Les fiancés

 

NOUVELLE VÉNITIENNE

 

 

 

 

 

 

par

 

 

 

 

 

 

Charles NODIER

 

 

 

 

 

 

 

 

 

 

 

 

Il s’en fallait d’une heure au plus que le soleil se couchât, le 1er janvier 1685, et tous les offices étaient finis, quand les portes de Saint-Marc se rouvrirent pour une double solennité, qui appela dans l’église un très grand concours de peuple. Deux cortèges peu nombreux, mais égaux en magnificence, étaient sortis à la fois du palais Morosini et du palais Trevisano, pour accompagner aux fonts baptismaux deux enfants nés la nuit précédente, et demander en leur faveur les eaux de rédemption. Ils entrèrent en même temps par les deux portes latérales, et ils parvinrent en même temps au saint baptistère, où les femmes déposèrent deux berceaux.

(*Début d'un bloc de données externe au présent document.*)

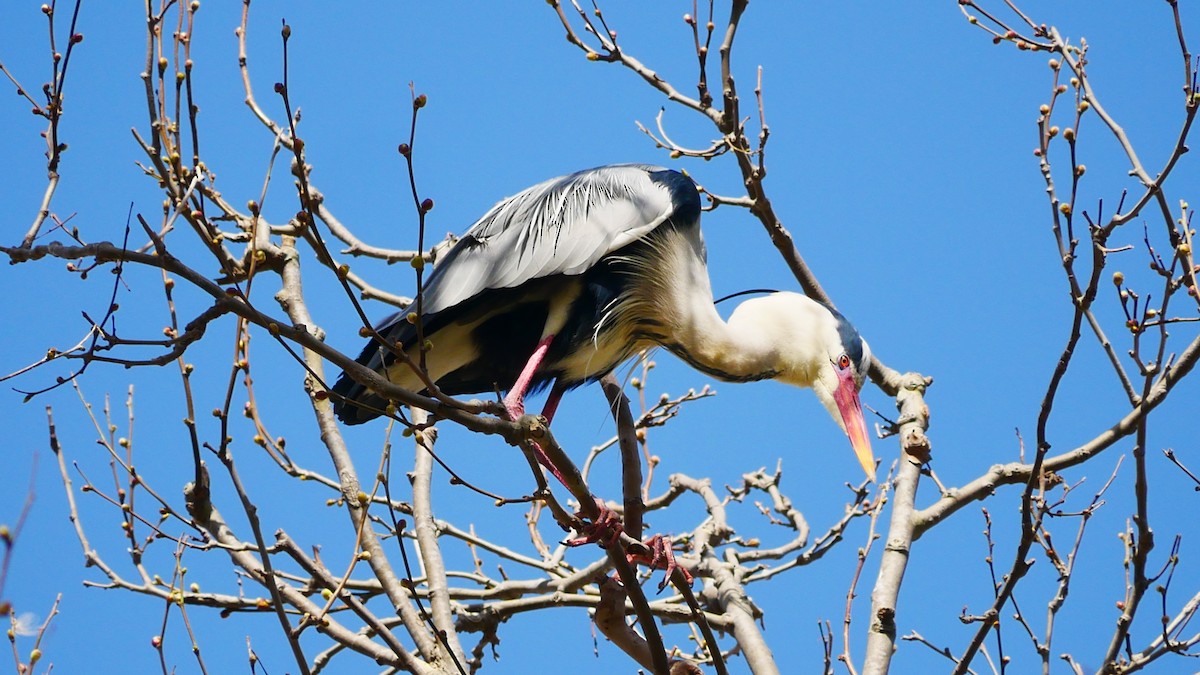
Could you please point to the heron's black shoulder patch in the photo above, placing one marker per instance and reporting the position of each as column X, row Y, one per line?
column 683, row 192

L’un de ces groupes était conduit par Onofrio Morosini, fils de l’illustre doge Francesco Morosini, si connu par les grands services de guerre et d’état qu’il avait rendus à la république ; le second, par le sénateur Bernardo Trevisano, juge de la Quarantie, qui relevait la splendeur de sa race par la renommée de son savoir, et auquel l’Italie entière n’opposait, dans ce siècle de décadence, ni un plus grand philosophe, ni un plus habile antiquaire.

Quand les nourrices eurent découvert le berceau des enfants, il se manifesta de toutes parts un sentiment d’admiration dont l’éclat ne put être tout à fait réprimé par l’imposante sainteté du lieu. Jamais ce premier jour de la vie n’avait laissé paraître tant de beauté dans la créature imparfaite qui vient de naître ; jamais, jusqu’à ce moment, une âme intelligente n’avait paru animer son regard, et il n’était pas possible de douter que ces enfants jouissent de la faculté de voir et de sentir, car ils sourirent en se regardant. On remarqua surtout qu’ils se ressemblaient, et ce peuple, à l’imagination ingénieuse et poétique, imagina facilement qu’ils avaient été formés l’un pour l’autre, quand il apprit que la divine Providence avait donné un fils à Morosini et une fille à Trevisano.

Le fils de Morosini fut nommé Giovanni, et la fille de Trevisano, Elisabetta-Maria, du nom de sa vénérable aïeule, Elisabetta-Maria Tagliapietra, mère de Bernardo.

Une circonstance que personne n’ignorait à Venise donnait un intérêt bizarre à ce rapprochement inopiné. Depuis plusieurs générations, les deux familles de Morosini et de Trevisano étaient divisées par une haine qui avait souvent dégénéré en disputes sanglantes. Ces altercations s’étaient calmées, à la vérité, sous Onofrio et sous Bernardo, nobles et généreux seigneurs, dont l’étude des sciences avait adouci les mœurs ; mais on ne les croyait qu’assoupies ; et on craignait toujours de les voir renaître à la première occasion avec plus de violence que jamais.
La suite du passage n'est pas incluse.